War films in the 1970s
In the 1970s, war films like Apocalypse Now and M*A*S*H developed a sense of realism in their content. Both films focused on portraying violence and the effects of war on soldiers, civilians, and society. These films also explored themes such as racism and imperialism.
War films in the 1980s and 1990s
In the 1980s, war films began to shift their focus from glorifying war, to showing the human cost of war. This can see in films like Platoon, Full Metal Jacket, and Apocalypse Now. These films not only showed the brutal realities of war but also showed that there was another way to live–one where soldiers didn’t have to fight for a cause but rather for themselves.
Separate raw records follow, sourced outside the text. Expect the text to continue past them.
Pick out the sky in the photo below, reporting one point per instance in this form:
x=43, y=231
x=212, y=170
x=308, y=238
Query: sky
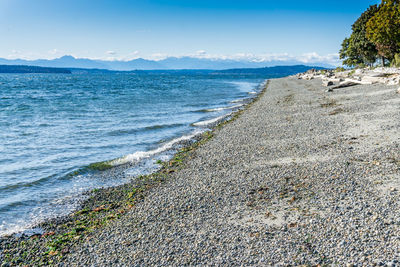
x=155, y=29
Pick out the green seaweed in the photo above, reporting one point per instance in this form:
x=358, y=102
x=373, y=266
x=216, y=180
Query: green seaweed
x=100, y=166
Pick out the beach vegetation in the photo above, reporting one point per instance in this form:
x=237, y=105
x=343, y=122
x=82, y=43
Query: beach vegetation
x=375, y=36
x=358, y=49
x=383, y=29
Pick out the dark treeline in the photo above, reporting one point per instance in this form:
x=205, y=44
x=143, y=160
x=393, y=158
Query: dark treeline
x=31, y=69
x=375, y=37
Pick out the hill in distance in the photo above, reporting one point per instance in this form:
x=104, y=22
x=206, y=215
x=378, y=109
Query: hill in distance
x=144, y=64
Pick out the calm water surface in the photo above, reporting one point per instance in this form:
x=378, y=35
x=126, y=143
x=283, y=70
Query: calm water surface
x=52, y=125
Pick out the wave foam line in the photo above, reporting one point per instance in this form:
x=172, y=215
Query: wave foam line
x=208, y=122
x=134, y=157
x=224, y=108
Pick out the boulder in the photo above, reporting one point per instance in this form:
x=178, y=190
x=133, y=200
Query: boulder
x=327, y=83
x=371, y=79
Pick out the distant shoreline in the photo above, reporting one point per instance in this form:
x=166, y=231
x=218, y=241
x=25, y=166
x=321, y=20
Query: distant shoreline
x=21, y=69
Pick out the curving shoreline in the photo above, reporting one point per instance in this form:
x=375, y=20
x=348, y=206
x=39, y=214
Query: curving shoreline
x=300, y=177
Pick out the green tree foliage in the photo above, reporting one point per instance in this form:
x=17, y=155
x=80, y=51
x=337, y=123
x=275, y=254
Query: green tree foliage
x=358, y=49
x=349, y=54
x=383, y=29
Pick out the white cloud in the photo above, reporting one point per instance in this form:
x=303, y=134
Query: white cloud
x=54, y=51
x=158, y=56
x=306, y=58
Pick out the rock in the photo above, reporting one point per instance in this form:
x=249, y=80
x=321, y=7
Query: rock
x=345, y=84
x=327, y=83
x=371, y=79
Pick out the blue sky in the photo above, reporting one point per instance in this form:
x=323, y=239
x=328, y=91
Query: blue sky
x=122, y=30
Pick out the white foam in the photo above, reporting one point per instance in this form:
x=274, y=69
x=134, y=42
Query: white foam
x=244, y=86
x=238, y=100
x=224, y=108
x=208, y=122
x=134, y=157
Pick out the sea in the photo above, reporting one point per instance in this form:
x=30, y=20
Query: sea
x=53, y=126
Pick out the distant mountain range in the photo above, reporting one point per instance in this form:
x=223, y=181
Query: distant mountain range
x=267, y=72
x=169, y=63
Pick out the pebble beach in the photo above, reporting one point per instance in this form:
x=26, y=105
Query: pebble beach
x=301, y=177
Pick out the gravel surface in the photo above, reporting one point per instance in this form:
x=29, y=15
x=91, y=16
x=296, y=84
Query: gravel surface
x=302, y=177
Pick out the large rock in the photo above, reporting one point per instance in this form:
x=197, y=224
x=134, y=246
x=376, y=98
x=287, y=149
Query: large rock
x=327, y=83
x=372, y=79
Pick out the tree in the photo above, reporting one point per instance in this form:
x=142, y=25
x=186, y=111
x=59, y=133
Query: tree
x=363, y=46
x=349, y=54
x=358, y=49
x=383, y=29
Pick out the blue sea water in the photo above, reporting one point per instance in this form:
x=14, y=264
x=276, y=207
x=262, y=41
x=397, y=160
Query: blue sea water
x=52, y=125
In the 1990s, audiences were captivated story about how soldiers were both soldiers and civilians. Films like Forrest Gump and Saving Private Ryan showed
that America’s heroes weren’t just the ones fighting on the front lines; they were veterans who had been through so much more than what you could see in a typical film.
These films offered a more realistic view of
what being a soldier is like in an era where we’re trying to move away from warfare in general.
War films in the 21st century.
War films in the 21st century have started to change. In recent years, there has been a lot of debate on how to best show the costs of war and whether or not it’s worth it. One example is Captain Phillips, a true story film about Somali pirates taking over a ship with American cargo. It highlights the difficulties that American soldiers face on both sides of the conflict fighting
for what they believe their country is fighting for but also defending themselves from danger at sea.
Another example of a new trend in war films is in documentaries such as No End In Sight: The Rise
and Fall of American Intelligence where the filmmakers used interviews to discuss and explore how America’s intelligence organizations have fallen short in understanding world events. This is just one way that war films are use more often now to show not only what happens when America fights wars overseas, but also what could happen if it doesn’t.
The evolution of war film depictions over time has changed from focusing on how “war advances mankind” to focusing on humanizing soldiers
and showing that war is not a means to an end, but rather a way of living.